The actress was first introduced to the novel by her kids.
“My daughter Shiloh was the one that brought the book to my attention,” she said. “As a mom, I related to (Stella), and I loved what she represents. I think we all have that time in our life where we start to think of passing our wisdom on. Where our focus is: What makes the next generation safe? What makes those I love safe?”
“I’m so happy to be able to bring this film to families at this time,” she added. “If this film meets this moment and is something for families to do together, then really there is nothing better.”
Having spent the past decade acting predominantly in blockbuster tentpoles like “Kung Fu Panda,” “Maleficent” and their sequels — and up next in Marvel’s hotly anticipated sci-fi epic “The Eternals” — Jolie says the audience payoff is primarily what draws her to make big-budget movies.

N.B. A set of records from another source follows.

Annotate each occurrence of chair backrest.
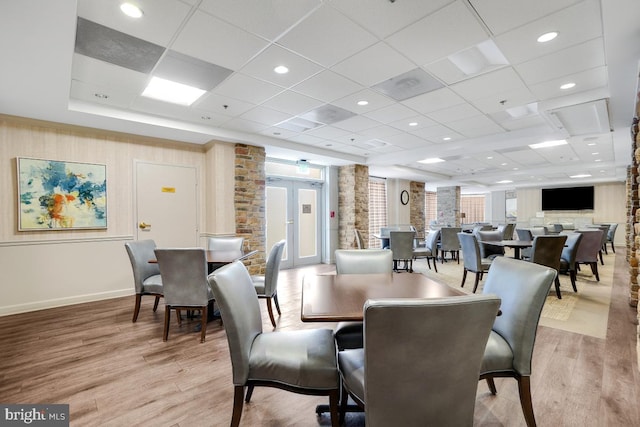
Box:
[440,227,462,251]
[389,231,416,259]
[516,228,533,242]
[124,240,160,293]
[560,233,583,270]
[264,240,287,296]
[335,249,393,274]
[458,233,482,272]
[364,295,500,427]
[155,248,210,307]
[424,230,440,255]
[207,236,244,251]
[576,228,603,263]
[531,234,567,271]
[482,257,557,375]
[209,261,262,386]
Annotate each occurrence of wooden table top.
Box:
[300,273,466,322]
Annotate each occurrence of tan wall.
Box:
[0,116,235,315]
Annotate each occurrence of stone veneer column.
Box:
[438,186,460,227]
[234,144,266,274]
[338,165,369,249]
[409,181,426,236]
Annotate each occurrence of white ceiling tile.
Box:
[469,0,580,35]
[331,42,416,86]
[514,38,606,85]
[386,2,489,65]
[291,70,363,102]
[241,45,322,87]
[171,12,268,70]
[200,0,321,39]
[278,5,376,67]
[263,91,324,116]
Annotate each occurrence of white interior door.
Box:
[266,180,322,268]
[134,162,198,247]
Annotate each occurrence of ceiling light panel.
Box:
[75,18,165,73]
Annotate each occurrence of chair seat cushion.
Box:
[338,348,364,402]
[248,329,339,390]
[142,274,162,294]
[480,331,513,374]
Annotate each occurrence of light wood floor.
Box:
[0,248,640,427]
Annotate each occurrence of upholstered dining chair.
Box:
[124,240,164,323]
[251,240,286,328]
[531,234,567,299]
[338,295,500,427]
[438,227,462,264]
[155,248,213,342]
[334,249,393,350]
[208,261,340,427]
[413,230,440,273]
[389,231,416,273]
[458,233,493,293]
[480,257,556,427]
[558,233,582,292]
[576,228,603,282]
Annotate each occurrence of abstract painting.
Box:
[17,158,107,231]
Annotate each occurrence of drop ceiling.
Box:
[0,0,640,192]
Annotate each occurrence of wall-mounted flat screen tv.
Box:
[542,186,593,211]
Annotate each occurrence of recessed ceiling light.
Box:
[120,3,142,18]
[142,77,206,105]
[418,157,444,165]
[538,31,558,43]
[529,139,567,150]
[273,65,289,74]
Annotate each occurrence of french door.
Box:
[266,178,322,268]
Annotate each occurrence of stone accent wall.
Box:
[338,165,369,249]
[409,181,426,236]
[234,144,270,274]
[437,186,460,227]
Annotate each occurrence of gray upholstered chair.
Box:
[389,231,416,273]
[604,223,618,254]
[558,233,582,292]
[604,223,618,254]
[124,240,164,322]
[155,248,213,342]
[480,257,556,427]
[438,227,462,264]
[338,295,500,427]
[473,230,504,259]
[251,240,286,328]
[458,233,492,292]
[576,228,603,282]
[531,234,567,299]
[413,230,440,273]
[208,261,340,427]
[334,249,393,350]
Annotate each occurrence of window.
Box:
[460,194,484,224]
[367,177,387,248]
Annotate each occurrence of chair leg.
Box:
[162,305,171,341]
[200,305,208,342]
[487,377,498,395]
[517,376,536,427]
[267,298,276,328]
[231,385,244,427]
[131,294,141,323]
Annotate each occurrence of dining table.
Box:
[300,273,467,322]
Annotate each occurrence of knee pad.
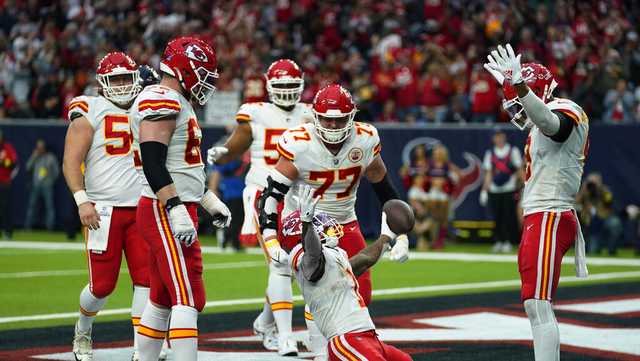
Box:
[524,298,557,326]
[269,261,291,278]
[91,277,116,298]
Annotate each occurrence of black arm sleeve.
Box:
[371,174,400,204]
[302,222,325,282]
[140,142,173,193]
[549,111,575,143]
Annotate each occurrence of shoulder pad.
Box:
[277,124,312,161]
[134,85,181,120]
[354,122,382,156]
[547,98,588,124]
[236,102,262,123]
[67,95,92,121]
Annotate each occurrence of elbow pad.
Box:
[140,142,173,193]
[371,174,400,204]
[258,172,292,232]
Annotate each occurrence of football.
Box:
[382,199,416,234]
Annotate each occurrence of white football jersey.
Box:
[289,244,375,339]
[69,96,142,207]
[236,102,313,189]
[522,98,589,215]
[131,85,205,202]
[278,122,381,224]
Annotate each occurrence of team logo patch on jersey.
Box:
[349,148,364,163]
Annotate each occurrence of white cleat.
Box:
[278,337,298,356]
[253,318,278,351]
[73,323,93,361]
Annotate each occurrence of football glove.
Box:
[169,204,198,247]
[200,190,231,228]
[485,44,524,85]
[207,147,229,164]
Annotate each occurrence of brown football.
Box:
[382,199,416,234]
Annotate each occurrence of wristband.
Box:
[164,196,182,212]
[73,189,91,207]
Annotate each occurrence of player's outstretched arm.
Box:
[140,117,197,247]
[349,212,397,277]
[207,122,253,164]
[62,116,100,229]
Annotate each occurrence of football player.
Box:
[258,84,408,358]
[131,37,231,361]
[207,59,313,355]
[63,52,149,361]
[484,44,589,361]
[283,185,411,361]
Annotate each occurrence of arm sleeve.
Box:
[302,222,325,282]
[520,89,560,136]
[549,111,575,143]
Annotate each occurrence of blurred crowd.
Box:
[0,0,640,123]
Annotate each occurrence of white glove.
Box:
[200,190,231,228]
[207,147,229,164]
[380,212,398,240]
[485,44,523,85]
[298,184,320,222]
[389,234,409,263]
[169,204,198,247]
[478,189,489,207]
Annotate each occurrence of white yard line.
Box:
[0,271,640,324]
[0,261,265,279]
[0,241,640,267]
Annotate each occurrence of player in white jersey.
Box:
[207,59,313,355]
[258,84,408,358]
[131,37,230,361]
[283,185,411,361]
[63,52,149,361]
[485,44,589,361]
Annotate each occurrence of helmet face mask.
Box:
[265,59,304,107]
[313,84,358,144]
[96,52,142,105]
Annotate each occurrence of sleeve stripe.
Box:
[554,109,580,125]
[69,101,89,113]
[276,143,294,161]
[236,114,251,123]
[373,143,382,155]
[138,100,180,111]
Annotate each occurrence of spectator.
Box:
[480,129,523,253]
[209,153,250,252]
[24,139,60,230]
[0,130,18,239]
[603,79,635,123]
[577,173,623,256]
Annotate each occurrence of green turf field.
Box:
[0,233,640,330]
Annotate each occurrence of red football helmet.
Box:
[96,51,142,105]
[502,63,558,130]
[313,84,358,144]
[265,59,304,107]
[280,210,344,252]
[160,36,218,105]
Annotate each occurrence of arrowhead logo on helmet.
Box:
[313,84,358,144]
[160,36,218,105]
[96,51,142,105]
[265,59,304,107]
[502,63,558,130]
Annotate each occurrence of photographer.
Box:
[577,173,623,256]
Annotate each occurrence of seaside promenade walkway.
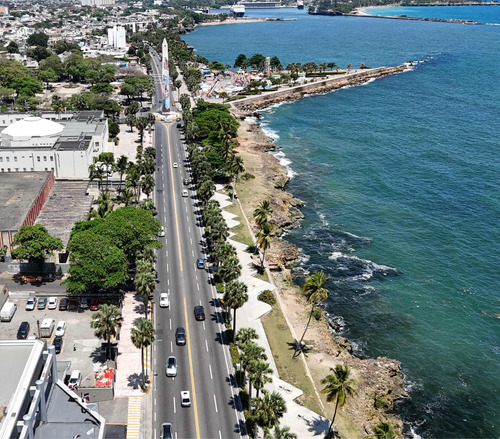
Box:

“If we’re going to do a big movie, I like thinking of the audience and giving them as much as we can,” she said. “And to show them something new and give them something outsize. Or else a very deep, small film that’s extremely intense and emotional. I don’t take lightly the idea of putting something in front of an audience.”

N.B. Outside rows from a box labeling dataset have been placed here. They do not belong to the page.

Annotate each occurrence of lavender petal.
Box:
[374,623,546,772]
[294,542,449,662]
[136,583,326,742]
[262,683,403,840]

The longtime activist says she’s been spending the bulk of her time recently working to find the answer to questions that have been raised or magnified by the pandemic.
“I’ve worked with the refugee agency at the UN for about 20 years now,” she said. “Looking at the world through a global foreign policy lens, there’s a lot to be concerned about.
“(But) my hope really does come from the younger generations,” she added. “I see them fighting and demanding answers, questioning what is very broken about our society and the way many things have been mishandled for decades. There’s a lot to do. (Creating) better tools to give young people so they can strengthen their fight has become a central focus for me.”
She says it’s crucial to approach children’s entertainment with a degree of frankness and honesty.
“I think some people approach (this) work lightly,” Jolie said. “I think going into things like (‘Ivan’), it may appear as a children’s story, but that’s not how Katherine approached it. It’s not how Ivan’s life was approached. What I love about the book is that there are certain lines where it’s so simply put, but says so much. And I think that’s why children relate to the book so much and will love the film, because it’s not presented to them with some manufactured idea of what we think. The way (Ivan) says things with such purity, it’s just drops of truth.”
“It’s funny,” Applegate said. “With kids, particularly middle-grade readers for whom I often write, they’re just ruthlessly honest. They understand so much more than we give them credit for. So it’s deeply important not to condescend. They understand the world is not black and white; it’s gray. And they’re grappling with those questions internally, so I think sometimes books and movies are the best way for them to be able to vocalize those fears and concerns.”
“Hopefully, like many pieces of art that are strong like this, children continue to ask questions and do their own investigating,” Jolie said. “Hopefully this will inspire them even further to know that there’s a lot that must be addressed and fought for, and their instinct will be to ask the right questions and demand the right things.”